An interpreter console allows interpreters to listen to the original speech through a headset. It also allows him/her to adjust the volume of the sound they hear, as well as to control the outgoing audio. An interpreter console has controls that allow the interpreter to activate or deactivate his or her microphone and select the appropriate outgoing channel. On professional systems, the interpreter console also interacts with the central control unit (CCU) to allow the use of the relay function between different language booths and the routing of the floor signals when the interpreter’s microphone is deactivated.
Interpreter consoles can be of two types: Single interpreter consoles are used by one interpreter and dual interpreter consoles are used by two interpreters working together. Since simultaneous interpretation requires the interpreter to translate what they hear in real time, while considering all cultural expressions, the mental effort and concentration required from interpreters is immense. Therefore, many interpreters often work in 30 to 45-minute shifts.
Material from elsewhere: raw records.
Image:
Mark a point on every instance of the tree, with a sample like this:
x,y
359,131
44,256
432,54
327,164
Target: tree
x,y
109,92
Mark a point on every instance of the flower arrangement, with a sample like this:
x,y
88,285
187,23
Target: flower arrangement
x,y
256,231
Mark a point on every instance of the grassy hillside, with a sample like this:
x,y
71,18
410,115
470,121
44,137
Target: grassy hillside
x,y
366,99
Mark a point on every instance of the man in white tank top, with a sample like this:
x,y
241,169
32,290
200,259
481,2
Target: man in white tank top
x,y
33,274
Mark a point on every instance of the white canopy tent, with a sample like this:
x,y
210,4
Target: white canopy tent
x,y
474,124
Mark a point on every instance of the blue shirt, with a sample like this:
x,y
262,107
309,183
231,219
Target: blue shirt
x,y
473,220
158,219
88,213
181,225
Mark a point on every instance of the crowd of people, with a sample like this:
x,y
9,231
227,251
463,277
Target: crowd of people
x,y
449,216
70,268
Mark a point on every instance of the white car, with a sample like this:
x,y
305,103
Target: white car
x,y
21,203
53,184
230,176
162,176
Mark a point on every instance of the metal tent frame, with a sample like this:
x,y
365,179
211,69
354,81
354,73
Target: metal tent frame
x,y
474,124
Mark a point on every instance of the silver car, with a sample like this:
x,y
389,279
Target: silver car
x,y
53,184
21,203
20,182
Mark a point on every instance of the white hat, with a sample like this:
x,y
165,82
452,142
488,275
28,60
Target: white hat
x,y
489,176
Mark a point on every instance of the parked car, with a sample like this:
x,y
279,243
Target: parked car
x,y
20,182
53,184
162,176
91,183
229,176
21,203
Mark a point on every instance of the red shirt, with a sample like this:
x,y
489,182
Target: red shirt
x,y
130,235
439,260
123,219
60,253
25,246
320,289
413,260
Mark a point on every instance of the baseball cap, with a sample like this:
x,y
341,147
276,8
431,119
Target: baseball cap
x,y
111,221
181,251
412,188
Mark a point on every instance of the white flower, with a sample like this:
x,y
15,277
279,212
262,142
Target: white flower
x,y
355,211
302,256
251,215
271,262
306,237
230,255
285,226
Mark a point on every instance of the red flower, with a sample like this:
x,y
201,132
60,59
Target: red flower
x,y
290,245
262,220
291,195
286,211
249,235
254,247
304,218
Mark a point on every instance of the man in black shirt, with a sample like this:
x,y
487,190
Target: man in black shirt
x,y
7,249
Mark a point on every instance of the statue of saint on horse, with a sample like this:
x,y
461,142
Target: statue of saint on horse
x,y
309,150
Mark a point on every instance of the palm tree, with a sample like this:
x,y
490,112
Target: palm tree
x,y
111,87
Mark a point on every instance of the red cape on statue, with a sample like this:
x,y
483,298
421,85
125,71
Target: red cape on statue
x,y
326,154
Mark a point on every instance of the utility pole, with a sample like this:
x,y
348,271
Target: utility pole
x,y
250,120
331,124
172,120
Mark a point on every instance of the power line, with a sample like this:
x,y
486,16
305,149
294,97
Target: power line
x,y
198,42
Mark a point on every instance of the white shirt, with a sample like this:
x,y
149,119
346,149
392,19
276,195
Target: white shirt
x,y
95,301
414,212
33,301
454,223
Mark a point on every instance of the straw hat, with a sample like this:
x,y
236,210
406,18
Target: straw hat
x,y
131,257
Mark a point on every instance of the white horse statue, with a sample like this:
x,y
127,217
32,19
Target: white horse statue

Relay interpretation (also termed as Indirect or second-hand Interpreting) is used when more than two languages are involved in an interpreted event and no single interpreter commands all of the languages, or when no interpreter can be found in a given language combination. It is especially useful for rare or uncommon languages and in the multilingual meetings.

Push to Talk Conference Microphones

Each standard wired microphone is connected directly into one channel of an audio mixer using a cable. For example, if 10 standard wired microphones are required, you will need to run 10 cables into a 10-channel mixer and have an operator opening and closing the microphones to avoid excessive noise and feedback for having all the mics opened. If you think this is complicated with 10 microphones, imagine having 50 or more mics.
Each standard wireless microphone is comprised of a wireless microphone transmitter, and a base receiver that is connected into one channel of an audio mixer using a cable. Going back to the same example above, if 10 wireless microphones are required, you will need 10 wireless microphone systems working in 10 different interference-free frequencies, a 10-channel mixer and an operator. The more wireless microphones you need, the better quality the microphones need to be and the greater chances of interference you have. The only benefit to the above wired microphones is the elimination of some cabling but the rest of the challenges still remain and a new challenge is posed that is the availability of interference-free frequencies.
With the Enersound CS-300 push to talk conference microphone system, each microphone is connected to the next one using the attached single cable and the last microphone is connected to the control unit. The control unit has an audio output that combines all of the microphones’ signals, eliminating the need of a multi-channel mixer and an operator to control the various microphones. Consequently, there is only one cable in the system that interconnects all the microphones. This makes the set-up easier, cleaner and eliminates unnecessary cables that can cause noise, failures and visual clutter. In addition, each microphone has a button to activate/ deactivate the microphone, a lighted ring that lights up when the microphone is activated to give a visual indication that the mic is active, and a speaker to listen to the audio of the other contribution units and auxiliaries.

The CS-300 Conference and Discussion System is ideal for discussions and meetings of up to 150 people. Each CU-300 Control Unit can handle up to 50 contribution microphones and with a maximum of 3 CU-300 Control Units per system you can handle up to 150 contribution microphones.